Does every online retailer need to have a third-party marketplace?
Hudson’s Bay, Lands’ End and United Natural Foods (UNFI) all recently launched online marketplaces. Saks.com, too, is exploring one.
Hudson’s Bay said its launch is part of its digital-first strategic evolution. The Canadian-based department store retailer wrote in a statement, “Whether it’s an offering that falls within Hudson’s Bay’s current assortment of apparel, home, beauty and accessories, or a new category introduction, quality vendors are encouraged to join hundreds of new merchants that will launch in the Marketplace on thebay.com in 2021.”
Lands’ End Marketplace spans categories such as footwear, home décor and intimates alongside the full product assortment of the brand.
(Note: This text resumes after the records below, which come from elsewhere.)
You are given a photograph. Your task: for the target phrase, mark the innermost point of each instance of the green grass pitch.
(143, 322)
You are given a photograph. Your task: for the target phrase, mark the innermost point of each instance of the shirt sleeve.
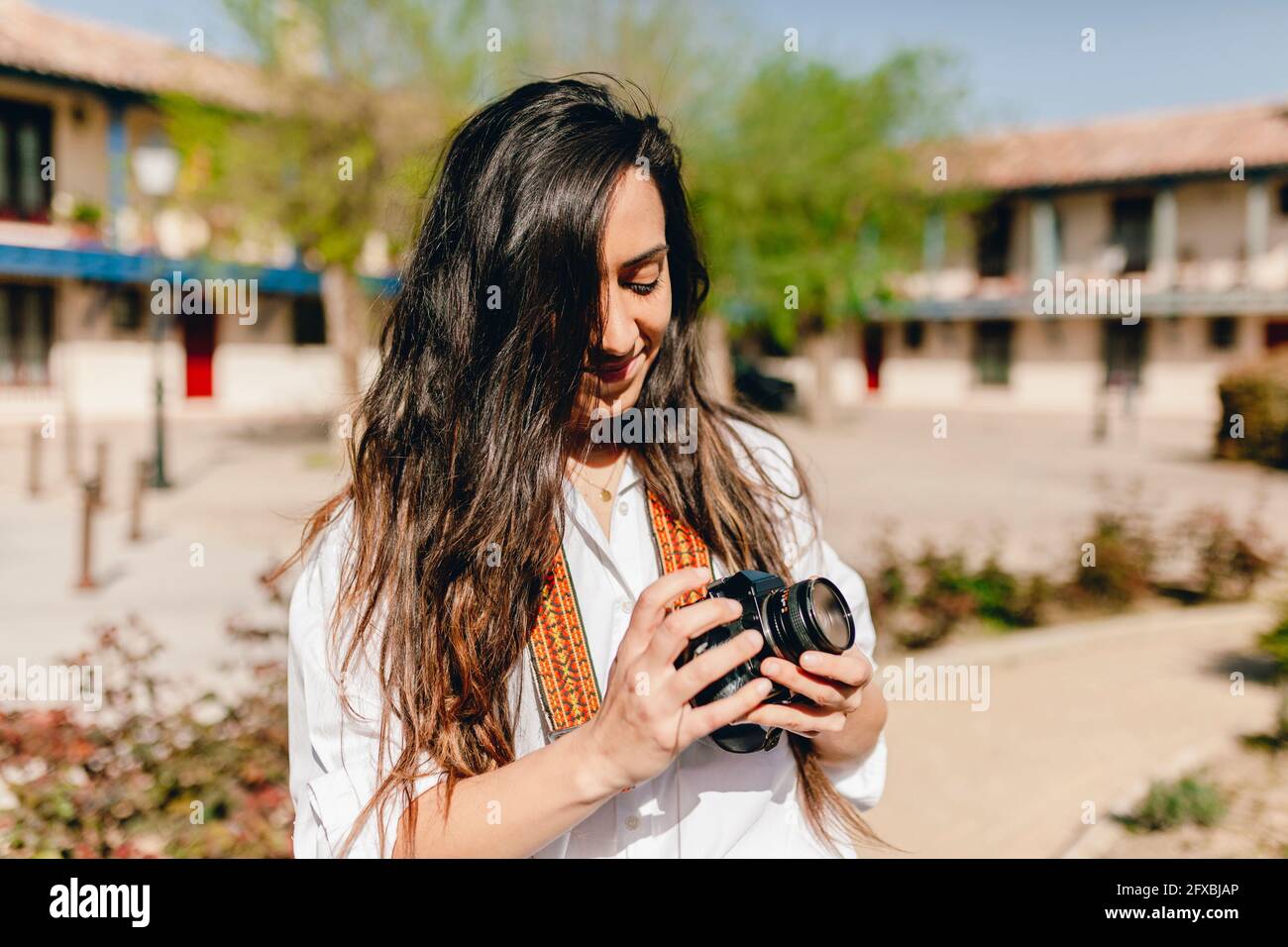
(335, 749)
(809, 554)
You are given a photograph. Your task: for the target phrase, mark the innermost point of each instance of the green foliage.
(1126, 551)
(811, 185)
(1171, 804)
(921, 600)
(1256, 393)
(207, 779)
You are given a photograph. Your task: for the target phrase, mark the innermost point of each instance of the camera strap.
(566, 682)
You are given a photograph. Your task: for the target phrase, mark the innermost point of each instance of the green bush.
(207, 779)
(1257, 393)
(1126, 551)
(1171, 804)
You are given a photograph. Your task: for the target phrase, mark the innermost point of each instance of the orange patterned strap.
(561, 657)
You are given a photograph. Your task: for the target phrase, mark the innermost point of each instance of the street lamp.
(156, 169)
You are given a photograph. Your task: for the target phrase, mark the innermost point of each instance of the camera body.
(793, 618)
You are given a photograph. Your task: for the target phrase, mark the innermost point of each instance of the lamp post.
(156, 169)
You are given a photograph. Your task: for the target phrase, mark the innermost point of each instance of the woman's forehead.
(636, 221)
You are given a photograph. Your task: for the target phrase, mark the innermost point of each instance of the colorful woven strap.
(561, 657)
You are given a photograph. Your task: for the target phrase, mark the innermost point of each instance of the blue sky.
(1021, 58)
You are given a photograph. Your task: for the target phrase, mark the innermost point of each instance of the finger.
(688, 622)
(825, 693)
(851, 668)
(713, 664)
(702, 720)
(799, 719)
(652, 604)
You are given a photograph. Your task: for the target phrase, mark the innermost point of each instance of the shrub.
(1125, 553)
(205, 780)
(1258, 394)
(1171, 804)
(1227, 562)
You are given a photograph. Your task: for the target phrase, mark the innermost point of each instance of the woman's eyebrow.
(644, 257)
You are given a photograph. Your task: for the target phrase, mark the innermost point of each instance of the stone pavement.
(1081, 712)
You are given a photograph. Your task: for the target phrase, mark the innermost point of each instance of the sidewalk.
(1080, 712)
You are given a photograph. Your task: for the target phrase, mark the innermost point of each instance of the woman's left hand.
(832, 682)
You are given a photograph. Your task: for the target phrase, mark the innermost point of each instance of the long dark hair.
(463, 436)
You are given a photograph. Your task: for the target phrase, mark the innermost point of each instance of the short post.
(69, 429)
(89, 491)
(34, 463)
(99, 472)
(142, 471)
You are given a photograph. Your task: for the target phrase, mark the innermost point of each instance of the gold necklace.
(604, 492)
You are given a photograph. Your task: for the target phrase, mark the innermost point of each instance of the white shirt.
(707, 802)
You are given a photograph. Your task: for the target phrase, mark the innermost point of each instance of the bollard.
(89, 491)
(99, 472)
(34, 463)
(142, 472)
(71, 428)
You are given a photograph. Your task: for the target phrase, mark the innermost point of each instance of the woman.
(557, 281)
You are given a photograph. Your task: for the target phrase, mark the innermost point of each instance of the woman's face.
(636, 299)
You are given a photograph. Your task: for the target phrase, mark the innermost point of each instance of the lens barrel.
(809, 616)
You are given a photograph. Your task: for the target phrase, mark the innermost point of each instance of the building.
(1190, 209)
(82, 240)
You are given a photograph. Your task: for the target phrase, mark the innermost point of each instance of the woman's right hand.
(645, 720)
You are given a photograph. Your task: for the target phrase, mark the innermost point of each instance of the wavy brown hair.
(462, 438)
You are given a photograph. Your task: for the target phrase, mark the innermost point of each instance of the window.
(1125, 352)
(26, 334)
(25, 144)
(1132, 228)
(993, 240)
(309, 321)
(1223, 333)
(913, 334)
(127, 311)
(993, 352)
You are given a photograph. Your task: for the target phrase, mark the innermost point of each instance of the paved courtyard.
(1077, 715)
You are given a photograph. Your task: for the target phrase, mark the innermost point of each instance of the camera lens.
(810, 616)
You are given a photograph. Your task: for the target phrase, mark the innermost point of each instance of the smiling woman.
(484, 635)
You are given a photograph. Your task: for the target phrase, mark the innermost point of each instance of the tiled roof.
(1124, 149)
(33, 40)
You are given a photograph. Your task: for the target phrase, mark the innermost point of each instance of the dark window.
(127, 311)
(309, 321)
(26, 334)
(1223, 333)
(1132, 227)
(913, 334)
(993, 352)
(25, 144)
(1125, 352)
(993, 240)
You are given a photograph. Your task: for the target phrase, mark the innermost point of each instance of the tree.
(810, 196)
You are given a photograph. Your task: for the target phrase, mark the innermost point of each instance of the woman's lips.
(619, 369)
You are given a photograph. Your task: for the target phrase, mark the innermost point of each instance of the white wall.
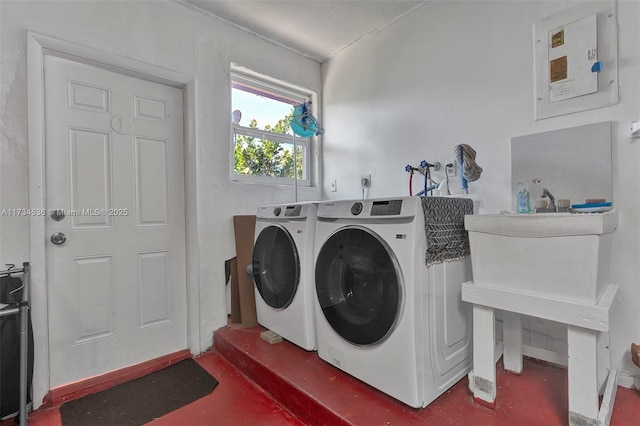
(174, 37)
(462, 72)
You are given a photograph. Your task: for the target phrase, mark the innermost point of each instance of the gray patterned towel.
(447, 240)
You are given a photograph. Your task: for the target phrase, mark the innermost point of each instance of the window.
(262, 139)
Lands’ End said in a statement that its marketplace platform “has a small product catalog which allows for greater visibility amongst partner brands. This also allows new vendors to take advantage of Lands’ End’s qualified traffic and industry leading conversion rate.”
UNFI said its new marketplace will enable the retailer “to extend product range, improve customer experience and streamline vendor onboarding.”
In a quarterly letter to vendors obtained by WWD, Marc Metrick, Saks.com’s CEO, said the luxury website will test a marketplace in coming weeks. He wrote that the format will allow Saks “to better understand and refine the experience for customers and brand partners as we identify opportunities to expand the breadth and depth of our assortment while maintaining the curated experience for which Saks is known.”
Amazon.com operates the dominant online marketplace with Walmart and eBay having sizable platforms. Google, Target, Instacart and Kroger were identified as emerging marketplaces in Feedvisor’s “Brands, Amazon, and the Rise of E-Marketplaces” study.
Express, Urban Outfitters, Crate & Barrel, J. Crew and Ahold Delhaize are among niche retailers with marketplaces. Macy’s drop ships certain categories and is considering a formal marketplace.
For retailers, third-party handling of delivery, returns and other aspects of the customer experience creates operational and reputational risks. Third-party sellers are also introduced to their customers.
Expanding assortments by adding third-party sellers capitalizes on the “endless aisle” potential of the internet to offer customers more choices and can accelerate online growth.
- Hudson’s Bay Puts the Call Out to Vendors to Join Its Marketplace – Hudson’s Bay/Business Wire
- Lands’ End Marketplace Officially Launches – Lands’ End/GlobeNewswire
- UNFI Launches First Wholesale Food Industry Marketplace in North America, Powered by Mirakl – UNFI/PRNewswire
- Saks.com To Test a Marketplace, Investments Ahead – WWD
- Brands, Amazon, and the Rise of E-Marketplaces – Feedvisor
- Mounting Marketplaces: Game Changers, but No Slam Dunk – WWD
- Retailers turn to online marketplaces in scramble for sales – Financial Times
DISCUSSION QUESTIONS: Do you see more benefits than drawbacks for niche retailers launching third-party marketplaces? Of the retailers cited in the article (Hudson’s Bay, Lands’ End, UNFI, Saks.com), which would benefit the most from a marketplace?